Barnsley v Sheff Wed Preview: contrasting moods

Carvalhal’s Owls out of form –

There might only be three places, four points and 12 South Yorkshire miles separating these two clubs, but the mood in the two camps contrast.

At Barnsley there is a sense, not dissimilar to Dunkirk Spirit, of the whole fanbase uniting behind the club in their attempts to compete with bigger budgeted outfits. One of them is Sheffield Wednesday who, understandably, hold a greater sense of expectation due to the money spent and their capacity to retain key players.

Carlos Carvalhal crumbled up a £20 note after the derby defeat to Sheffield United, then unfurled it to suggest that the quality in his expensive squad remains. He has not necessarily helped himself, because it is the manager’s job to get the best out of the individuals the club spends money on. Huddersfield’s squad last season didn’t cost anywhere near as much as what the Owls’ squad does now, but it is not hard to decide which one a fan would prefer.

One of the few strong performers for Wednesday has been Gary Hooper, who has not only scored eight goals in 14 appearances, but also offers the mobility and movement to influence build-up play. Hooper played well in the 2-0 defeat at Derby County, where they were a goal and a man down within the first three minutes.

Barry Bannan also played well that afternoon and, having played more passes (820) than any Championship player this term, he has always tried hard to engineer attacks. The problem is that he sometimes does so single-handedly, such is the lack of movement from players ahead of him baring Hooper.

While the ex-Scunthorpe striker plays just behind Steven Fletcher, it is the exit of another ex-Scunthorpe striker to Hillsborough that has allowed Tom Bradshaw to thrive. At Walsall, he was more impactful on his own up top with midfielders joining him from deep, than when he was joined by a strike-partner from the outset. Bradshaw was praised at the Bescot for his work rate and movement, as well as his goalscoring ability, and he has replicated all three qualities in the Championship with Barnsley.

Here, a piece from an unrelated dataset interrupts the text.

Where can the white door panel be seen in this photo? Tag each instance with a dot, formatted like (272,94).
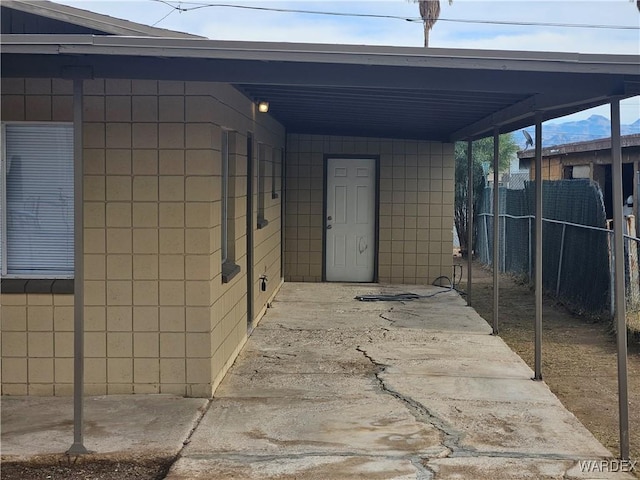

Initially he struggled to get in ahead of Sam Winnall, but when he controversially left for Wednesday in January, Bradshaw has benefited from increased game time as a lone striker. The question now is whether Paul Heckingbottom needs Ike Ugbo, who was signed on loan with Chelsea expecting him to get first team football, yet the youngster is merely a back-up right now.

Barnsley have started two up top twice so far this year and it may not be the greatest coincidence that they lost on both occasions. Bradshaw and Ugbo both played in the 1-0 home defeat to Hull last week, even if the Tykes might have snatched a draw with better finishing.

Their attack will hope to get the better of Tom Lees and Joost Van Aken, who didn’t have the best time in their last South Yorkshire derby with Sheffield United. Lees was excellent for a few years at Hillsborough but, recently, he has lost his form, not helped by the decline of Glenn Loovens. Adam Reach has previously been played at left-back, in hope of utilizing the width he provides, but he has struggled with the defensive side of the game.

The Owls, right now, look divided and disjointed: Barnsley might just profit from the disarray if they can raise their game on derby day.